Гриффин пытался говорить беспечным тоном, но когда Венера повернулась и посмотрела ему в глаза, смятенное выражение ее лица заставило его остановиться.
— В чем дело? — Он обнял ее. — Что может быть такого ужасного? У тебя есть кто-то еще?
— Нет. Никого у меня нет. — Венера чуть повернулась в его руках, так, чтобы посмотреть ему в лицо. — Твоя жизнь здесь, в этом мире, очень важна для тебя, ведь так?
— Так. — Гриффин нахмурился. — Тебя беспокоит моя работа? Да, она опасна, но я всегда очень осторожен.
Гриффин знал нескольких пожарных, чьи жены ужасно пугались каждый раз, когда объявляли тревогу. Ему ненавистна была даже мысль о том, чтобы Венера постоянно жила в таком же страхе. Может ли он бросить эту работу? Может ли он остаться только художником? Гриффин не был в этом уверен, и ему уж точно не нравилась мысль о том, что, возможно, придется выбирать между работой и только что обретенной любовью.
— Нет, дело не в твоей работе. Я с уважением отношусь к тому, что ты делаешь. К тому же жизнь воина невозможна без риска, я это понимаю. Я думала о твоей семье... о твоих сестрах и матери. Ты ведь не захочешь покинуть их.
— Нет, конечно не захочу. — И тут Гриффин понял. — Ты живешь не в Талсе, да?
— Не в Талсе. Я здесь лишь ненадолго, для... для того, чтобы немного помочь Пие в колледже. И когда я закончу все дела, я действительно должна буду уехать.
— А откуда ты?
Венера долго смотрела на него, и Гриффин подумал, что у нее до странного растерянный вид.
— Издалека.
Гриффин улыбнулся и поцеловал ее в лоб.
— Насколько издалека? Нью-Йорк? Чикаго? Ох, помоги господи... — Он хихикнул. — Неужели из Лос-Анджелеса?
— Из Рима. И еще я иногда посещаю Грецию.
Глаза Гриффина расширились от удивления.
— Да, ты права... Это действительно очень далеко. Но тогда... не хочешь подумать о переезде?

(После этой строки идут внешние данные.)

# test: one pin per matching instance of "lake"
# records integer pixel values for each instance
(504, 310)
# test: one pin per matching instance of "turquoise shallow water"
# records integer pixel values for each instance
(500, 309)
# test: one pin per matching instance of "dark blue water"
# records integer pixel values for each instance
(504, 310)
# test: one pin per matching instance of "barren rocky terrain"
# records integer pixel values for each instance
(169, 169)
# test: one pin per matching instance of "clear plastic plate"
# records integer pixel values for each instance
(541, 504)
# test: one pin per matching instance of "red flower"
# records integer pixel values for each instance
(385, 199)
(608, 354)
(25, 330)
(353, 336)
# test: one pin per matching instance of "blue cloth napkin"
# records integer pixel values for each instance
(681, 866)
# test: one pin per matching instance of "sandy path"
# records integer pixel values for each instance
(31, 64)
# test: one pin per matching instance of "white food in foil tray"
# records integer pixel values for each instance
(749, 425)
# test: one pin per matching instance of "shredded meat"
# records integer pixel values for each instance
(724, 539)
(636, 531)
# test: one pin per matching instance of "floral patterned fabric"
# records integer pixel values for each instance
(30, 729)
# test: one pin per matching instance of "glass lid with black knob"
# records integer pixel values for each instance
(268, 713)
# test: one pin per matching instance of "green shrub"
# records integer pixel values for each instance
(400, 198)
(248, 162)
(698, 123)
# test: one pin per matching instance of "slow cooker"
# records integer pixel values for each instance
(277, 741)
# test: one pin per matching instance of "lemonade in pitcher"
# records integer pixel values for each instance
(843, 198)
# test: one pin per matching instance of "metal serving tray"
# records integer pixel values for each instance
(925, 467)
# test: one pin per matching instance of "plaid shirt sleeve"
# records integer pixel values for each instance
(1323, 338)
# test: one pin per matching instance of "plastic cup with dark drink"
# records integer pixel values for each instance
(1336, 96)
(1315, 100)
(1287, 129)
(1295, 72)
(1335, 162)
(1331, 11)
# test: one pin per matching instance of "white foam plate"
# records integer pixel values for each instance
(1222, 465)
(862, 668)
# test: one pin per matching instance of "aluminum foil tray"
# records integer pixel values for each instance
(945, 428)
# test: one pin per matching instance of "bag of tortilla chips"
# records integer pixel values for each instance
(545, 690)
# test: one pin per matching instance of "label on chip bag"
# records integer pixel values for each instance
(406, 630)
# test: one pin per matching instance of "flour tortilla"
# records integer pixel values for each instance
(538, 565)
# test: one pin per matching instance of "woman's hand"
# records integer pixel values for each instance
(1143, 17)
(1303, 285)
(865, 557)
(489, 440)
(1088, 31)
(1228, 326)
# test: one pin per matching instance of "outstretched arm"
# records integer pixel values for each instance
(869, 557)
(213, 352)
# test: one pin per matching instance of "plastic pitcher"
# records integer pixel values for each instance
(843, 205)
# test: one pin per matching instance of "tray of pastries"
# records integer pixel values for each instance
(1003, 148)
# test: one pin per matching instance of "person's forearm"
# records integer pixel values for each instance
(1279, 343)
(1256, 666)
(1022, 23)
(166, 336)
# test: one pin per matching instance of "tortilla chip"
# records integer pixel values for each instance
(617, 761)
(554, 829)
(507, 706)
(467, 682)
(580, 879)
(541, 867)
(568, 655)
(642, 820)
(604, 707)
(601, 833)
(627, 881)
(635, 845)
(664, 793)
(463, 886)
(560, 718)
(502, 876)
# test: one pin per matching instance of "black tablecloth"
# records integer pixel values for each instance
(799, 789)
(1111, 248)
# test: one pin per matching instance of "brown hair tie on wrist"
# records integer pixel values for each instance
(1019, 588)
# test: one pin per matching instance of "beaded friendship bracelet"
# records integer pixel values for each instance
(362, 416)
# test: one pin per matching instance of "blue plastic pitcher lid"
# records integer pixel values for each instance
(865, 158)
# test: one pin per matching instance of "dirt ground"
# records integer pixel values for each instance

— Я не могу, — с несчастным видом ответила Венера. — У меня есть и другие обязательства.
— Ну, тогда мы можем разработать нечто вроде графика поездок и посмотрим, что из этого получится. Взаимоотношения на расстоянии — не такая уж невозможная вещь. В конце концов, мир не так велик, как кажется.
В глазах Венеры отразилось сомнение.
Гриффин обнял ее крепче.
— Но ты ведь не позволишь какой-нибудь ерунде вроде расстояния повлиять на твои чувства ко мне. Не позволишь?
Венера коснулась его лица, провела пальцем по губам.
— Не позволю, но я боюсь, что, когда ты осознаешь, какие последствия влечет за собой любовь ко мне, изменятся твои собственные чувства.
— Что я должен сделать, чтобы ты поверила: от меня не так-то легко избавиться?
Она положила руки ему на плечи. Гриффин наслаждался ощущением ее тела, прижавшегося к нему. Его ладони скользнули вниз, к ее талии, и она вздрогнула в ответ на ласку.
— Просто люби меня сейчас и позволь моим фантазиям о тебе немножко продлиться.
— Я не фантазия. Мы оба — не фантазия, — возразил Гриффин и пылко впился в ее губы.
Ему хотелось сказать гораздо больше, уверить ее, что он не позволит ничему и никому встать между ними, но тут ее губы ускользнули от него и прижались к его груди, а потом спустились ниже, еще ниже... пока Венера не добралась до восставшего мужского естества. Когда же эти губы сомкнулись на нем, все слова вылетели из головы Гриффина, и он мог лишь со стоном выдыхать ее имя.